Hidup rukun dan damai akan tercapai apabila dalam kehidupan bermasyarakat
kita saling sayang-menyayangi, saling hormat-menghormati, dan tidak memancing
keresahan dan kemarahan orang lain, seperti tampak pada ungkapan nomor 3 dan 7 di
samping ungkapan berikut ini:
13. Ulah ngaliarkeun taleus ateul
‘jangan menyebarkan talas gatal’
Artinya: jangan menyebarkan perkara yang dapat menimbulkan
keburukan/keresahan.

Selain itu, di dalam proses interaksi sosial antara individu yang satu dengan
individu lainnya, dalam masyarakat Sunda tidak boleh menyinggung perasaan orang
lain yang akan mengakibatkan perpecahan di antara anggota masyarakat itu sendiri.
Seperti terungkap dalam data nomor 5 dan ungkapan berikut ini.
14. Ulah nyolok mata buncelik
‘jangan mencolok mata yang melotot’
Artinya: jangan berbuat sesuatu di hadapan orang lain, dengan
maksud mempermalukan orang lain.

15. Ulah biwir nyiru rombéngeun
‘bibir jangan seperti niru yang rusak dan sobek-sobek’
Artinya: janganlah membicarakan sesuatu yang tidak pantas
terdengar oleh orang lain, senantiasa mengendalikan diri dalam
bertutur kata.

Sesuai dengan sosial solidaritas, bahwa dalam berkehidupan bermasyarakat
kita tidak boleh mementingkan diri sendiri tetapi harus mendahulukan kepentingan
masyarakat dan keputusan pribadi yang tidak menguntungkan, sesuai dengan sikap
yang dikehendaki oleh masyarakat Sunda yang tidak boleh mementingkan diri sendiri,
sebagaimana tampak dalam ungkapan berikut ini:
16. Buruk-buruk papan jati
‘betapa pun lapuknya kayu jati itu kuat’
Artinya: betapapun besar kesalahan saudara atau sahabat, mereka
tetap saudara kita, orang tua tentu dapat mengampuninya.

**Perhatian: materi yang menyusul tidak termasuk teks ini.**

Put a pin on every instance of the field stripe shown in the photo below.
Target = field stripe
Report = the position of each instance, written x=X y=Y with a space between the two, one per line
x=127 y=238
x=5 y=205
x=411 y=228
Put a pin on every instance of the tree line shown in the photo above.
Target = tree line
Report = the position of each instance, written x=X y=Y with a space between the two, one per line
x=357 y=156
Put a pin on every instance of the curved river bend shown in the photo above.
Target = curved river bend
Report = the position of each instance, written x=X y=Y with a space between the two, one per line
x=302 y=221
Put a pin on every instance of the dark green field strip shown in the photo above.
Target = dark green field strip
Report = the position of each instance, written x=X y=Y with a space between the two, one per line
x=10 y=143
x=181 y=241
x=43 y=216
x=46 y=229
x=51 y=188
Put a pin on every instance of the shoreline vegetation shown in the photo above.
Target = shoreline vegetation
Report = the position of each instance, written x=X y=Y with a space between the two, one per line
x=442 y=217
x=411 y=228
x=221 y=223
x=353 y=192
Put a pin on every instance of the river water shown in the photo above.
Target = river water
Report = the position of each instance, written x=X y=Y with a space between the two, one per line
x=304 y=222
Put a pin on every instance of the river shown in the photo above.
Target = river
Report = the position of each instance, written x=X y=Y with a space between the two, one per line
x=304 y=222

17. Kaciwit daging kabawa tulang
‘tercubit kulit dagingpun terbawa’
Artinya: ikut tercemar karena perbuatan salah seorang sanak keluarga

18. Ulah mapay ka puhu leungeun
‘jangan menyusur ke pangkal lengan’
Artinya: janganlah kesalahan anak membawa buruk kepada orang tuanya.

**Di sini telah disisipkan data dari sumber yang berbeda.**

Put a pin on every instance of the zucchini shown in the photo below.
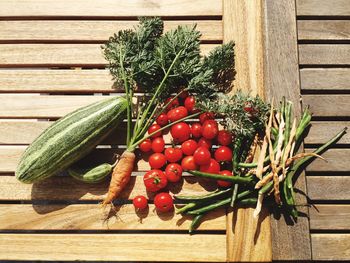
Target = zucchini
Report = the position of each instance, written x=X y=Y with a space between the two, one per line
x=69 y=139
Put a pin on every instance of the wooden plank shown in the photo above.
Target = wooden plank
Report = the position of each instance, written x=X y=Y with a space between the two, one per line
x=330 y=217
x=92 y=217
x=59 y=54
x=109 y=8
x=323 y=30
x=70 y=30
x=323 y=8
x=329 y=188
x=324 y=54
x=116 y=247
x=325 y=79
x=281 y=69
x=330 y=246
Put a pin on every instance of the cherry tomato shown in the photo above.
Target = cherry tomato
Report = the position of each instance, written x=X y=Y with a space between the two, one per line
x=162 y=119
x=188 y=163
x=173 y=155
x=223 y=154
x=196 y=130
x=206 y=116
x=202 y=156
x=140 y=202
x=224 y=137
x=212 y=167
x=177 y=113
x=173 y=172
x=153 y=128
x=188 y=147
x=180 y=131
x=146 y=145
x=223 y=183
x=158 y=144
x=157 y=160
x=163 y=202
x=210 y=129
x=154 y=180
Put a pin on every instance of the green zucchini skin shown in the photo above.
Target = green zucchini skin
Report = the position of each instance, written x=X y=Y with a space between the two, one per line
x=70 y=139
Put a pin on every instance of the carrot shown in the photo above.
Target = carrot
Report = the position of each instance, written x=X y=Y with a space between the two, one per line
x=120 y=176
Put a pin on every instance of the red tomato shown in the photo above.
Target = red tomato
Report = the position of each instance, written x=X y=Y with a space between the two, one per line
x=140 y=202
x=158 y=144
x=163 y=202
x=224 y=137
x=212 y=167
x=210 y=129
x=206 y=116
x=146 y=145
x=153 y=128
x=180 y=131
x=188 y=147
x=223 y=183
x=157 y=160
x=202 y=156
x=223 y=154
x=162 y=119
x=188 y=163
x=177 y=113
x=154 y=180
x=173 y=172
x=196 y=130
x=173 y=155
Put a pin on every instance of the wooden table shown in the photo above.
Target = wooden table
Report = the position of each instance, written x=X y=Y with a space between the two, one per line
x=51 y=63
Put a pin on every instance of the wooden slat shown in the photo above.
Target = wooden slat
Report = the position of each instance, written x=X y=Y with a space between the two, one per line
x=324 y=54
x=323 y=30
x=58 y=54
x=328 y=187
x=328 y=105
x=92 y=217
x=330 y=246
x=325 y=78
x=118 y=247
x=323 y=8
x=91 y=30
x=330 y=217
x=109 y=8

Manusia di muka bumi ini sesuai dengan ajaran agama diwajibkan saling
hormat-menghormati, dan saling harga menghargai dengan sesama manusia, sesuai
pula dengan sila Pancasila. Dalam masyarakat Sunda pun hal itu tercermin pada
ungkapan berikut ini:
19. Wong asih ora kurang pangalé, wong sengit ora kurang panyacad
‘orang pengasih tidak kurang pujian, orang yang jelek (pemarah) tidak
kekurangan celaan’
Artinya: orang yang pengasih kepada yang lain akan disenangi, dan orang
yang bengis akan dibenci.

20. Ana deleng dén deleng, anu rungu dén rungu
‘ada penglihatan dilihat, ada pendengaran didengar’
Artinya: jika ada sesuatu lihatlah atau dengarlah dengan patuh, tetapi
janganlah dilihat atau didengar dengan tujuan jelek.